これに対しクリントン氏は、「自分はどんな大統領になっていただろう、現状とどのように違う仕事ぶりで、それがアメリカや世界にどういう意味を持っていただろうと、いつも考えている」と話した。

「なのでもちろん(立候補について)考えている。いつも考えている。でも考えてみて下さい、誰が勝つにせよ、壊れてしまったものを修復するという大きな仕事が待っている」

最後の最後に立候補を決めるのかという質問には、「絶対にないとは、絶対に、絶対に言わない」と述べた。

「非常に、非常にたくさんの人から(立候補を)考えるようにと大きな圧力をかけられていることは確かだ」

https://twitter.com/bbc5live/status/1194229638425432066


「でも、このスタジオであなたと話している現時点では、私の計画には(立候補は)入っていない」

クリントン氏は、立候補を要請している人物については詳細を明らかにしなかった。

クリントン氏は娘のチェルシー・クリントン氏との共著「The Book of Gutsy Women」(勇敢な女性たちの本、の意)のためにロンドンを訪れていた。

民主党候補選の締め切り迫る

民主党の候補者争いの正式な投票は来年2月、アイオワ州から始まる予定だが、現時点ではなお混戦が続いている。

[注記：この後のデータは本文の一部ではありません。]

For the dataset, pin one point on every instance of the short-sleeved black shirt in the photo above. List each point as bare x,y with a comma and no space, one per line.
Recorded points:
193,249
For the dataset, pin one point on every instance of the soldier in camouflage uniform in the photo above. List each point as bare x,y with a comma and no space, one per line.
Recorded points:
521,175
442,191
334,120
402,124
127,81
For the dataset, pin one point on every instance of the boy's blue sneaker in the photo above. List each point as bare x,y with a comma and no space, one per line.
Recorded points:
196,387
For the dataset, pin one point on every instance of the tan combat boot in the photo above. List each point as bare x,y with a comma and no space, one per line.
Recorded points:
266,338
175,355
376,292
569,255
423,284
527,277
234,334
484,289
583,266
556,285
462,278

最有力候補はジョー・バイデン前副大統領。このほか、エリザベス・ウォーレン上院議員(マサチューセッツ州)やバーニー・サンダース上院議員(ヴァーモント州)も支持を集めている。

こうした中、富豪実業家で前ニューヨーク市長のマイケル・ブルームバーグ氏が先に、参戦に強い興味を示していると報じられた。

また、バラク・オバマ前大統領と親しかったデヴァル・パトリック元マサチューセッツ州知事も、立候補を考えているという。

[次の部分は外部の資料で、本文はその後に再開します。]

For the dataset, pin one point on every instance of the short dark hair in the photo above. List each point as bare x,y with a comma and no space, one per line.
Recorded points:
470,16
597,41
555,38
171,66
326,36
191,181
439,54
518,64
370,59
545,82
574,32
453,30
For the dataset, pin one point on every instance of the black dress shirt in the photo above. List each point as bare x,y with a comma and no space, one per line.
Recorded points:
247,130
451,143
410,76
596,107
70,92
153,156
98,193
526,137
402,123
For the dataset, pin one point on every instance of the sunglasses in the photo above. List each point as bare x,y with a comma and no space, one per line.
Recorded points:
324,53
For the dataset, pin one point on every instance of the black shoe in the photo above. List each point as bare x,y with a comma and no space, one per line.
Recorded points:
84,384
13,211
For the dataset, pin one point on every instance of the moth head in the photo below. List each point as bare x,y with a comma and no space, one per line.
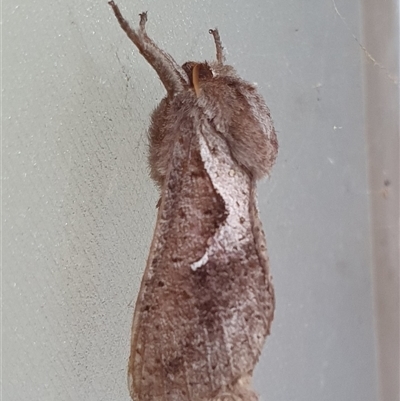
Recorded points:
196,73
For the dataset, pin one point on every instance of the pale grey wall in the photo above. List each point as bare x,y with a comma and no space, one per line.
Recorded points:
78,206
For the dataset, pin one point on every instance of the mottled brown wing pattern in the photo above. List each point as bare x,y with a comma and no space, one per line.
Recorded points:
198,330
206,301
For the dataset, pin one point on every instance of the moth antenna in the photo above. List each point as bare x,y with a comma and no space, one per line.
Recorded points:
171,74
218,46
195,79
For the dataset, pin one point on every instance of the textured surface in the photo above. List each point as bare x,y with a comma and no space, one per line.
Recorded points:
79,208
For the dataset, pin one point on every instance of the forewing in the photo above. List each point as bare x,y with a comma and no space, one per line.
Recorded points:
206,301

しかし、いくつかの州ではすでに立候補の締め切りが終わってしまっている。アラバマ州は先週に、クリントン氏のお膝元だったアーカンソー州は12日に、それぞれ立候補を締め切った。

一方、3月の「スーパー・チューズデー」に一斉に投票が行われる14州については、来月まで立候補が可能だ。

トランプ大統領は10月、クリントン氏の立候補をあおる発言をした。クリントン氏はこれに対し、「私に誘いかけないで。自分の仕事をするように」とツイートしている。